The (Old) Church of São Mateus da Calheta () are the ruins of a 16th-century church situated along the coast of the civil parish of São Mateus da Calheta, municipality of Angra do Heroísmo, on the Portuguese island of Terceira, in the archipelago of the Azores. Reconstructed at the end of the 17th, or beginning of the 18th, century, the church was abandoned after a hurricane caused severe damage. The interior includes a baptismal font dating to the 16th century, although largely an open air ruin; the structure has experienced several interventions throughout the centuries, with the building painted and maintained in its post-hurricane state.

History

The primitive parochial church of São Mateus was erected at the edge of São Mateus da Calheta sometime before 1557, in order to substitute the hermitage of Nossa Senhora da Luz, to support local veneration. From the beginning the temple was small and too close to the sea, located along the coast overlooking the rocky ocean cliffs. Due to its proximity to the sea, it was usually seen by the fishing boats that plied the coast, and normally the first that visiting ships spotted travelling from the Americas. The first reference to the temple occurred on 6 February 1557, in the testament of Pedro Cota da Malha (who revealed that it remained unfinished). As he requested: We order and request that our remains of either, at the cost of heritage, be used to complete the church of the apostle Saint Mathew of Calheta.

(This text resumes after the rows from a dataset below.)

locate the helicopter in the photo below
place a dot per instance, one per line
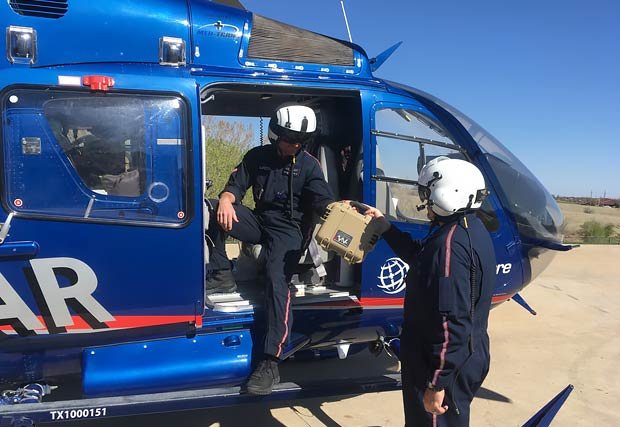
(106, 109)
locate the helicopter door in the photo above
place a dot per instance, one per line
(404, 137)
(103, 234)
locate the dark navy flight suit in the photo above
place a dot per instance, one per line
(271, 225)
(444, 342)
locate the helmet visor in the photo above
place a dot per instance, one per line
(424, 192)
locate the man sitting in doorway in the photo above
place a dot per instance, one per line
(287, 184)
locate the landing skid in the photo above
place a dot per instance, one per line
(27, 415)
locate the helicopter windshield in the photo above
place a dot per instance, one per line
(537, 214)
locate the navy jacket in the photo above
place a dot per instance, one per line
(438, 326)
(264, 171)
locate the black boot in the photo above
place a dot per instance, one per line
(220, 282)
(264, 377)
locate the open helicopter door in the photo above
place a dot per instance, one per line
(404, 135)
(105, 226)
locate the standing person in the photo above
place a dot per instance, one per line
(444, 342)
(287, 185)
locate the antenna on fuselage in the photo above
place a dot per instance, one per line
(346, 21)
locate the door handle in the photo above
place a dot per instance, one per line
(5, 227)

From the writings of Lieutenant Colonel José Agostinho, around 1560, the settlement was elevated to ecclesiastical parish, an area that extended along Canada da Cruz Dourada and Canada do Capitão-mor, with the church at center. A reference document was also issued in 1568 for the parish of São Mateus da Prainha.

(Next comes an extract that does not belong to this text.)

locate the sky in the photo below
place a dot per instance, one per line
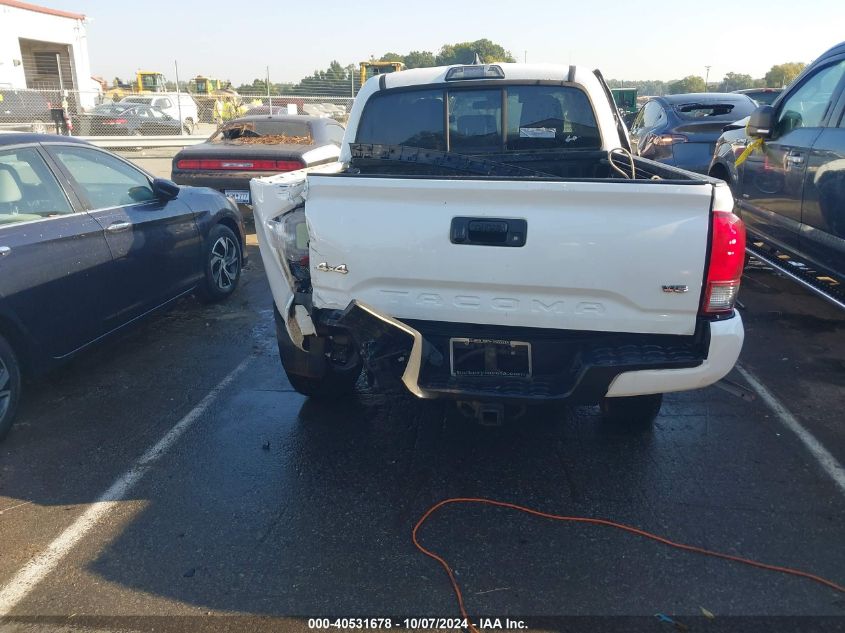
(624, 39)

An account of the Castilian invasion of Terceira in 1611 identified the Baía das Mós, the island's subsequent occupation and the existence of a community just below the parish of São Bartolomeu: " near the city, is another of the apostle of Saint Mathew, along the sea". In 1640, during the first half of the decade, from the writings of Friar Diogo das Chagas identified the church, "...along the sea, in good cultivatable lands, that are not large owing to the rocky ground surrounding it, is the authority and parish of the glorious apostle of Saint Mathew, which is on this located a musket's distance from the coast, and where from hear until the city, just vineyards, of which there are several good estates and authorized hermitages".

The first registers in the parish occurred in 1641.

Father Manuel Luís Maldonado, writing in the April issue of Fenix Angrense, describes the acts of the penitents in the parish, following the 26 March 1690 storm and 5 April earthquake, and the connection with their neighbors in São Bartolomeu dos Regatos.

Sometime between 1694 and 1700, the primitive church was demolished and then reconstructed farther into the interior, while a cross was erected on the site of the old temple (marking the location of the old altar). During the construction, the parishioners reoccupied the old Hermitage of Luz. Around 1695, from the writings of Friar Agostinho de Monte Alverne, the parish of Saint Mathew, in Calheta, had a vicar, treasurer and curate, serving 100 homes and 250 confessing souls (based at the hermitage of Nossa Senhora da Luz). In 1700, the new church, which was later referred to as the Old Church was completed. By 1710, São Mateus had approximately 50 residents.

By 1891, though, Father José Alves da Silva recorded the need for a new church even, since it was small and distant from the main settlement, since it was constructed in Biscoitinho and area of Prainha, near the port.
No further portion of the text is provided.